Pero la presencia de aquella gente allí delante era la prueba de que no habían funcionado del todo… y que había alguien al otro lado que se había imaginado, al menos en parte, lo que estaba sucediendo. Si no hubieran adivinado lo que estaba ocurriendo, no habrían sabido que tenían que bloquear el agujero del ascensor entre los calabozos y el embarcadero Cuatro, y si no hubieran podido disponer al menos parcialmente de sus comunicaciones, no podrían haber mandado allí a esa gente para que efectuara el bloqueo. Pero ¿cuánta capacidad tenían? Si era algo más que testimonial, no conseguirían sacar a la gobernadora de allí nunca, porque sencillamente había demasiado personal a bordo de aquella nave. Como los oficiales pudieran decirles adónde tenían que ir para interceptar a los fugitivos…

—Ya me ocupo yo —dijo Candless con tono calmado. Ni siquiera había mirado a LaFollet y nunca apartó la vista del agujero, pero el aire conversacional de su expresión dejaba a las claras que había estado pensando exactamente lo mismo que LaFollet—. Retrocedan unos sesenta metros y prueben con ese túnel de servicio de la cubierta Diecinueve —prosiguió—. La comandante McGinley se lo puede indicar.

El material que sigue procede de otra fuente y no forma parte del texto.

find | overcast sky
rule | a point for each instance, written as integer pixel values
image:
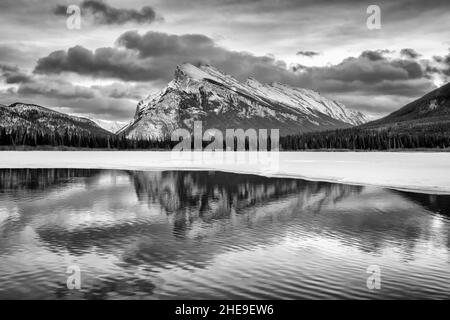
(126, 50)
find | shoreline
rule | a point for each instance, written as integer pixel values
(422, 172)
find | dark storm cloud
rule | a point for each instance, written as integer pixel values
(56, 89)
(103, 63)
(308, 54)
(409, 53)
(12, 74)
(103, 13)
(153, 57)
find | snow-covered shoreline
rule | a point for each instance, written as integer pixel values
(415, 171)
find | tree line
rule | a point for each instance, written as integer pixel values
(350, 139)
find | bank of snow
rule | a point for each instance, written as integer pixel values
(424, 172)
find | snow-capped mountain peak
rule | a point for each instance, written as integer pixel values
(220, 101)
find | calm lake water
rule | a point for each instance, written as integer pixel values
(213, 235)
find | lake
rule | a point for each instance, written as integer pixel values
(216, 235)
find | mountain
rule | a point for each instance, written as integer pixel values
(32, 118)
(221, 102)
(109, 125)
(428, 112)
(421, 124)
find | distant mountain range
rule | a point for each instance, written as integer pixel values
(34, 119)
(306, 119)
(220, 101)
(423, 123)
(431, 110)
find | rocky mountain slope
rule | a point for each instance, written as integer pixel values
(431, 110)
(222, 102)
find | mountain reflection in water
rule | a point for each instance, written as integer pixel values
(194, 234)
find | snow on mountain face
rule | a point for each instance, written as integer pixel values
(109, 125)
(222, 102)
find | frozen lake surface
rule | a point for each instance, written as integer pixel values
(424, 172)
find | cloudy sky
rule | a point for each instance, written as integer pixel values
(126, 50)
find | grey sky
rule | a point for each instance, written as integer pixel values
(128, 49)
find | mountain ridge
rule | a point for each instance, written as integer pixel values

—¡Espere un minuto! —protestó McGinley—. No podemos…

—Sí que podemos —replicó LaFollet con dulzura—. Aquí. —LaFollet le lanzó la agenda electrónica y señaló con un pulgar la salida por el agujero del ascensor—. Vamos —dijo, con un tono de voz tan seco que resultaba imposible no colegir un halo imperativo.

McGinley se quedó mirándolo durante un momento y después respiró hondo, se dio la vuelta y se deslizó en la oscuridad. LaFollet se quedó observando a Candless.

—¿Estás seguro, Jamie? —preguntó sin inmutarse.

—Estoy seguro. —La respuesta de Candless fue casi serena y se completó con una sonrisa al volver la cabeza hacia LaFollet—. Hemos compartido buenos momentos, mayor. Ahora saque a la gobernadora de aquí.

—Lo haré —le aseguró LaFollet. No era solo una promesa, era un juramento y Candless asintió con satisfacción.

—Pues será mejor que te vayas, Andrew —le dijo con mucha más amabilidad—. Y después, cuando consigas sacarla de aquí, dile… —Candless hizo una pausa, incapaz de encontrar las palabras que buscaba, y LaFollet asintió con la cabeza.

—Lo haré —le repitió, rodeando a su colega de armas con el brazo y abrazándolo fuerte.

Después se giró y siguió los pasos de McGinley por el hueco del ascensor.

Tardó solo unos minutos en llegar a la altura en la que estaban Honor y Venizelos. Ellos se quedaron quietos en el punto en el que McGinley los había adelantado, mirando hacia arriba del agujero porque un pistola de dardos estaba volviendo a escupir ráfagas de artillería, así que él también los adelantó bruscamente.

—Por aquí, milady —dijo, haciéndoles una indicación para que lo siguieran, pero Honor ni se movió.

—¿Dónde está Jamie? —preguntó y después se detuvo. Se quedó de pie por un momento, mirando por detrás de McGinley y después soltó un suspiro.

—No viene, milady —dijo con todo el cuidado del que fue capaz.

—¡No! ¡No puedo…!

—¡Sí que puede! —replicó él con fiereza y ella parpadeó ante la mezcla de orgullo y angustia que se dibujaba en su cara—. Somos hombres de armas, milady, y usted es nuestra gobernadora, así que puede hacer lo que haga falta hacer, ¡qué demonios!

Ella se quedó mirándolo por un momento sin respirar, incapaz de articular palabra, y después los hombros se le abatieron y su hombre de armas personal la cogió de la mano, casi como si fuera una niña.

—Vamos, milady —le dijo con dulzura, y ella lo siguió por el agujero mientras el pistola de dardos de Jamie Candless escupía a sus espaldas.